概ねどの球団でも同じようなことが行われているはずで、たとえそれが金銭でなく物品であっても、供与であることには変わりがなく、供与した側はもちろんだが、授受した側も大いに反省をし、厳重なる処分を課すべきである。
なぜか。野球は夢を売るスポーツである。
そして特別の娯楽である。少年はそこに夢を抱き、希望を見出す。
大人はそこに自分を仮託し、明日の活力を見出す。
その夢や希望を打ち砕く行為は、明らかに精神的裏切り行為である。形式的謝罪で済むはずがない。
 今回発覚した中で、東京ガス選手の記者会見には、程々参った。久しぶりに最低下劣な記者会見を拝聴したという思いである。
今回の授受は自分とは直接関わりがなく、亡くなった母上が生前授受したものであるという。

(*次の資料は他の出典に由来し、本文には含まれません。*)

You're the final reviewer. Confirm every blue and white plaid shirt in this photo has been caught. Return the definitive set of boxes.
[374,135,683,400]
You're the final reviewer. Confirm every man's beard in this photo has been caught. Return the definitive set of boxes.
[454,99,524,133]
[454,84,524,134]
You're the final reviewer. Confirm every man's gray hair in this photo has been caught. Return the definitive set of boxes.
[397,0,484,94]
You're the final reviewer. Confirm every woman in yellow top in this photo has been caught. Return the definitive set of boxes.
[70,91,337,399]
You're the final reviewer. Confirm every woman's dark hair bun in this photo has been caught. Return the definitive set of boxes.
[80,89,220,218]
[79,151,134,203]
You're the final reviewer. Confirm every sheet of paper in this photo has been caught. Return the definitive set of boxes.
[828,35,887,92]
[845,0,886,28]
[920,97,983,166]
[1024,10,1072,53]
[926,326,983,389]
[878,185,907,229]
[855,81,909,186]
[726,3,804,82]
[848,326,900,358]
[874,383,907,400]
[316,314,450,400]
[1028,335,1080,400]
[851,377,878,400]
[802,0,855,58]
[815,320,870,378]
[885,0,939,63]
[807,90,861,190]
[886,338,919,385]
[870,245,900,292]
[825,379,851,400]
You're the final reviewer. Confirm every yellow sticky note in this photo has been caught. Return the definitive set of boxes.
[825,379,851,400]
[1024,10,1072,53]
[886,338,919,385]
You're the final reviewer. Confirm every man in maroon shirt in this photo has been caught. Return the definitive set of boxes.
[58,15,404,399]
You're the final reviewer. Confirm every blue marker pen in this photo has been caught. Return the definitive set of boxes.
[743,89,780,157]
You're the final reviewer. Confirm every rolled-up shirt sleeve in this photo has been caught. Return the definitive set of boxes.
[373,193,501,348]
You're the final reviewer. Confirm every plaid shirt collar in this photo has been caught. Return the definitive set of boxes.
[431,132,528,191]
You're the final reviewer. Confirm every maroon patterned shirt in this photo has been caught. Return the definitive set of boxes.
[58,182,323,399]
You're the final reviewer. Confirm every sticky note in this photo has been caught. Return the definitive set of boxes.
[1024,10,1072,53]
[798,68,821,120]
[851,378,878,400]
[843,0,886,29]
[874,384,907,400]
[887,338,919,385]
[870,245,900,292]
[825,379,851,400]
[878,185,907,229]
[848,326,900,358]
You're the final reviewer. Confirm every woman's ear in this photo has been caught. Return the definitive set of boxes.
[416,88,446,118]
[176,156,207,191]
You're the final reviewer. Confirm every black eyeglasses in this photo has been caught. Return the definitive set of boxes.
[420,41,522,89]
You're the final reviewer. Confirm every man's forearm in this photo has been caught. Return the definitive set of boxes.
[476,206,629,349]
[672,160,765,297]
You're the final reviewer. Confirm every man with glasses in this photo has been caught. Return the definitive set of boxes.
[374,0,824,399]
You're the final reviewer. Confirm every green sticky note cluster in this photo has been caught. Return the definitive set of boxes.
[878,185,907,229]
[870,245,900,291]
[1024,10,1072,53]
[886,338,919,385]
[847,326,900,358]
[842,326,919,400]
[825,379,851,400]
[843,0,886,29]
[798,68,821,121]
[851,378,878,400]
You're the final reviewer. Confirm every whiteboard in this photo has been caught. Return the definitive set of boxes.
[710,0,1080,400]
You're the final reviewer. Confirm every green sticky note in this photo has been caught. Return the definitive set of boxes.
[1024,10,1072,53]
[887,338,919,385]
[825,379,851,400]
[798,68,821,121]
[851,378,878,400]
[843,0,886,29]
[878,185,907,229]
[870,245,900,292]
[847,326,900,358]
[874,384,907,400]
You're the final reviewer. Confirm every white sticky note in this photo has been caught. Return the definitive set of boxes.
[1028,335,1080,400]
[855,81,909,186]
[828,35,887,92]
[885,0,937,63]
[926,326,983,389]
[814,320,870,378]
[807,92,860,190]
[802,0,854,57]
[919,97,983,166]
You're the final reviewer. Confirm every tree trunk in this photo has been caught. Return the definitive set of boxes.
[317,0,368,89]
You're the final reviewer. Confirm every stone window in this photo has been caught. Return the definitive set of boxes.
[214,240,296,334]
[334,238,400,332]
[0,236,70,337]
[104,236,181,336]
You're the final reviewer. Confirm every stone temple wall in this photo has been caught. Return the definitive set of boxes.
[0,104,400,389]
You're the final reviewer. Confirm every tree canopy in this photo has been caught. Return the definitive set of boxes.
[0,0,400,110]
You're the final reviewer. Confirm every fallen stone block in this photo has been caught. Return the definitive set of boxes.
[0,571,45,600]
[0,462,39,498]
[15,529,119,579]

日本語に対する軽視がここまで蔓延っていることに、私は愕然とする思いである。
直接であるとか間接であるとかの問題ではない。
供与と授受という事実があったかどうかの問題である。
母上は息子の為に授受したのであり、それを直接か間接かのレベルで会見されたのではたまったものではない。
この選手には、選手としての技術向上も大切であるが、日本語という言語能力の向上も必要らしい。
いや、その前に、感謝と思いやりという感情教育も併行して受けるべきである。  早稲田大学選手もしかりである。
元来、大学という最高学府は、学問を修める場であって、その本分から反れて、クラブ活動を修める場ではない。
大学だけに止まらない。高校も勉学の場である。
学校側も学生や生徒側も本末転倒な馬鹿げた意識を持つから、結果こういう事態に至るのである。
同選手の退部処分は当然のこと、本来は退学処分が妥当である。夢を売るには余りにも能力が低すぎる。
 物事には必ず本分というものが存在するはずである。
本末転倒な意識は、いずれ自分の身を滅ぼすことになる。
野球選手も辞めれば『ただ図体のでかいアンちゃん』でしかない。
本末転倒の教育は、これらアンちゃんを次々生み出すシステムをもっている。
アンちゃんから脱皮するためには、自己責任に立脚した徹底した自己改革と自己研鑽以外にない。